Elle était nerveuse. Elle avait eu l'idée, en retournant dans ses quartiers après avoir quitté Malefoy, de saluer ce dernier quand il viendrait prendre son petit-déjeuner. Depuis, elle n'avait cessé de se ronger les sangs en imaginant tous les scénarios possibles. Déjà, il pouvait ne pas venir, et elle devrait trouver une nouvelle approche pour montrer leur entente. Ensuite, il pourrait ne pas la regarder, l'ignorer. Là encore, elle devrait trouver une autre idée. Mais le pire serait qu'il ne joue pas le jeu, voire qu'il se moque d'elle. Elle serait alors humiliée.

Hermione avait fini sa tarte et se mordait maintenant la joue de nervosité. Et finalement, il entra. Elle le fixa du regard, prête à capter son attention. Il devait passer devant sa table pour aller à celle des Serpentard et, alors qu'il avançait dans cette direction, leurs yeux se croisèrent. Aussitôt, Hermione lui fit un sourire et le salua de la main. Ginny qui était dans la ligne de mire (et adorait les commérages), fit volte face pour voir à qui était destinée la salutation. Malefoy, quant à lui, fronça d'abord les sourcils, déconcerté. Il comprit néanmoins rapidement la raison. Il sortit une de ses mains qu'il avait dans ses poches et adressa un bref signe à la Gryffondor. Hermione souffla alors de soulagement. Bon sang! Elle ne s'était pas rendu compte que son cœur battait si vite.

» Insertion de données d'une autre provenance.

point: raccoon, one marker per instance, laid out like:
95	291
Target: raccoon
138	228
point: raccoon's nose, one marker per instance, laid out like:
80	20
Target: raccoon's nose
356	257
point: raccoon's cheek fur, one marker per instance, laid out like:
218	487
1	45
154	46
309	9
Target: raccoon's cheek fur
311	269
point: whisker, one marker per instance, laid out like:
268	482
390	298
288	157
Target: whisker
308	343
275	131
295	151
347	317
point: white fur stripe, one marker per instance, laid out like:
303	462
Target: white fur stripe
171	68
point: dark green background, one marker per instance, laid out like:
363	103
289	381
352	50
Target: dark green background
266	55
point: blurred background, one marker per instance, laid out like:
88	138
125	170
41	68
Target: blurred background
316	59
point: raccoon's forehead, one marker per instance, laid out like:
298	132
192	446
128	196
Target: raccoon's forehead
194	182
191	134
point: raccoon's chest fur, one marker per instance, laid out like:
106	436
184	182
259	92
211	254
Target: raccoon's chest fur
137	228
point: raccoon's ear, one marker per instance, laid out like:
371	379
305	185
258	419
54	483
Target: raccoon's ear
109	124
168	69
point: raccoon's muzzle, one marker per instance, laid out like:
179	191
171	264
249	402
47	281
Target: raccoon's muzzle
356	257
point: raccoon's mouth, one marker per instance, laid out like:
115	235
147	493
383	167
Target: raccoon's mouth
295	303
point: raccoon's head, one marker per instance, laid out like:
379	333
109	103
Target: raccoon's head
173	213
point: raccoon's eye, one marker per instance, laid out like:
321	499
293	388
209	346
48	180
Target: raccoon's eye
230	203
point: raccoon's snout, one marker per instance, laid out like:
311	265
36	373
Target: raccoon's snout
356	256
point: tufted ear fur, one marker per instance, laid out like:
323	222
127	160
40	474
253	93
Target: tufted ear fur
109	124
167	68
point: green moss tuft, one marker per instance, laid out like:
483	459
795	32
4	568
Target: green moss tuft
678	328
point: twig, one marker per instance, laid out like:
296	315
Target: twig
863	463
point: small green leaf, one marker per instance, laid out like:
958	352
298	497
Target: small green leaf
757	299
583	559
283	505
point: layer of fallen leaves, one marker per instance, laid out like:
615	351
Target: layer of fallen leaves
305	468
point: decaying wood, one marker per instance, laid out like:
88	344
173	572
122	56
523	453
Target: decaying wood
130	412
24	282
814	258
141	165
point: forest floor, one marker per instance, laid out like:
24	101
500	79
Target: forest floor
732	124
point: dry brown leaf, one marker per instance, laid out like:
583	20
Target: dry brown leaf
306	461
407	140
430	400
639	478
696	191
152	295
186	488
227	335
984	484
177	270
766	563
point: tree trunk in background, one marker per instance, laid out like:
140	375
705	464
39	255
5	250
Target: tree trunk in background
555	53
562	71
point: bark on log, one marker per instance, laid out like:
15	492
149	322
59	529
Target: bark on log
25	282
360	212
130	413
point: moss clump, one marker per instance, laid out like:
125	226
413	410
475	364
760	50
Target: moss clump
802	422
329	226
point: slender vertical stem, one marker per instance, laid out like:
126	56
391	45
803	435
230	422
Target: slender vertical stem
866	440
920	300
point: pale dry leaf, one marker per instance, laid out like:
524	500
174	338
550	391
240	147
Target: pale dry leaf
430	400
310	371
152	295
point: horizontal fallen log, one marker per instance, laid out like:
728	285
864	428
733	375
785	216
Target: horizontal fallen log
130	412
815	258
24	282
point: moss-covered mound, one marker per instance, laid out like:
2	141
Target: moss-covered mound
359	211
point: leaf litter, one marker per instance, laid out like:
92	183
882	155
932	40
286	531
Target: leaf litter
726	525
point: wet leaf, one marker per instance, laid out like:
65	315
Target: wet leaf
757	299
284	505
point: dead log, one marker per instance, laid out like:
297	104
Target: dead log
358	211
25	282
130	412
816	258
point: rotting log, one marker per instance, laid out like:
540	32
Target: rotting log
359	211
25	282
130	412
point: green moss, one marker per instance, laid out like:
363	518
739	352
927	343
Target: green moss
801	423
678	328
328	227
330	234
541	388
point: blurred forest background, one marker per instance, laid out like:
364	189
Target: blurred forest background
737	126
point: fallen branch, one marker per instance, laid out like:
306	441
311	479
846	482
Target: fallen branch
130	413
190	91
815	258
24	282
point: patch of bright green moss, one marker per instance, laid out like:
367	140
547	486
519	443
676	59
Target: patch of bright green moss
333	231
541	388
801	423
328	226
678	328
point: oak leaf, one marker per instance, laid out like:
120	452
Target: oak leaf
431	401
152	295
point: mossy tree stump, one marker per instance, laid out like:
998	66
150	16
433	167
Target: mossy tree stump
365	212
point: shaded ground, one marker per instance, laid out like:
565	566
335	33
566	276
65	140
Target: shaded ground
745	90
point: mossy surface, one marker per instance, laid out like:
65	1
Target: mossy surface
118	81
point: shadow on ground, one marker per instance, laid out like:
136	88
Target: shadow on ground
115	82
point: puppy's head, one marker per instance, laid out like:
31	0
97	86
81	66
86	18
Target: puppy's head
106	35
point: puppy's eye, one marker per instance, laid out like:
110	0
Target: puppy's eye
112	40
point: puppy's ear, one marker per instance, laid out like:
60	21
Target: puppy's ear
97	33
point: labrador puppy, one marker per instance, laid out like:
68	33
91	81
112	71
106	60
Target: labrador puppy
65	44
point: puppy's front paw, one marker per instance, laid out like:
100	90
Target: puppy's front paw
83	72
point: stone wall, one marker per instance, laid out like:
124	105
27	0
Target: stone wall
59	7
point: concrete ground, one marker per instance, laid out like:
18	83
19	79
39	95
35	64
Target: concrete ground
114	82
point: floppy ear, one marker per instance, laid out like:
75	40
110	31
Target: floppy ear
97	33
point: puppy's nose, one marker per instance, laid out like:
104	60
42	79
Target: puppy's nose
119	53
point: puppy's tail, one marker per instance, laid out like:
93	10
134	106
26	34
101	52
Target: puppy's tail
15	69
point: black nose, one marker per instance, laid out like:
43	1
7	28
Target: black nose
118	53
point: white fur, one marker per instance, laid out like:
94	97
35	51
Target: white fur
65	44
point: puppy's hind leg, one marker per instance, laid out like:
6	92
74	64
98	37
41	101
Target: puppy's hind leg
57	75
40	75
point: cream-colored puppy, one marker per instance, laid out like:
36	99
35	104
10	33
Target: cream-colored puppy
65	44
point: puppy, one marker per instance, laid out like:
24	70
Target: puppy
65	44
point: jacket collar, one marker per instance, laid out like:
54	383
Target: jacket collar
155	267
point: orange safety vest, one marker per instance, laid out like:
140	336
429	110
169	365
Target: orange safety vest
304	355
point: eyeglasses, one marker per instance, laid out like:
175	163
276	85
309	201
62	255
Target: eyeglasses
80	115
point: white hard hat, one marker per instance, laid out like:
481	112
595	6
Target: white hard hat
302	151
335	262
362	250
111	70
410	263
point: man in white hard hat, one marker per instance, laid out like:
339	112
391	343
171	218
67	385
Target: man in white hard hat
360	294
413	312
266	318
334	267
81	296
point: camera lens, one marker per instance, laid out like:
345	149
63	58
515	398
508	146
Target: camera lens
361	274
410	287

— C'était quoi ça ? l'agressa presque son amie rousse.

Harry redressa le nez de sa tasse en remarquant l'agitation de sa petite-amie.

— Quoi ? demanda-t-il.

— Hermione ! Elle vient de dire bonjour à Malefoy !

— Quoi ? s'écria cette fois le brun à lunettes.

— Qu'est ce qu'il y a ? demanda Neville, sa plume gorgée d'encre gouttant sur son parchemin.

Luna se pencha par-dessus son épaule, l'air rêveur mais intéressé.

— Mione fraternise avec l'ennemi. Elle a dit bonjour à Malefoy, répéta la rousse.

— C'est bon Ginny, pas besoin d'en faire toute une histoire ! dit Hermione. Tout le monde nous regarde !

En vérité, c'était bien l'intention de la brune mais tous ces regards inquisiteurs la mettaient quand même mal à l'aise. Elle se sentit rougir face à l'insistance de ses amis qui exigeaient une explication.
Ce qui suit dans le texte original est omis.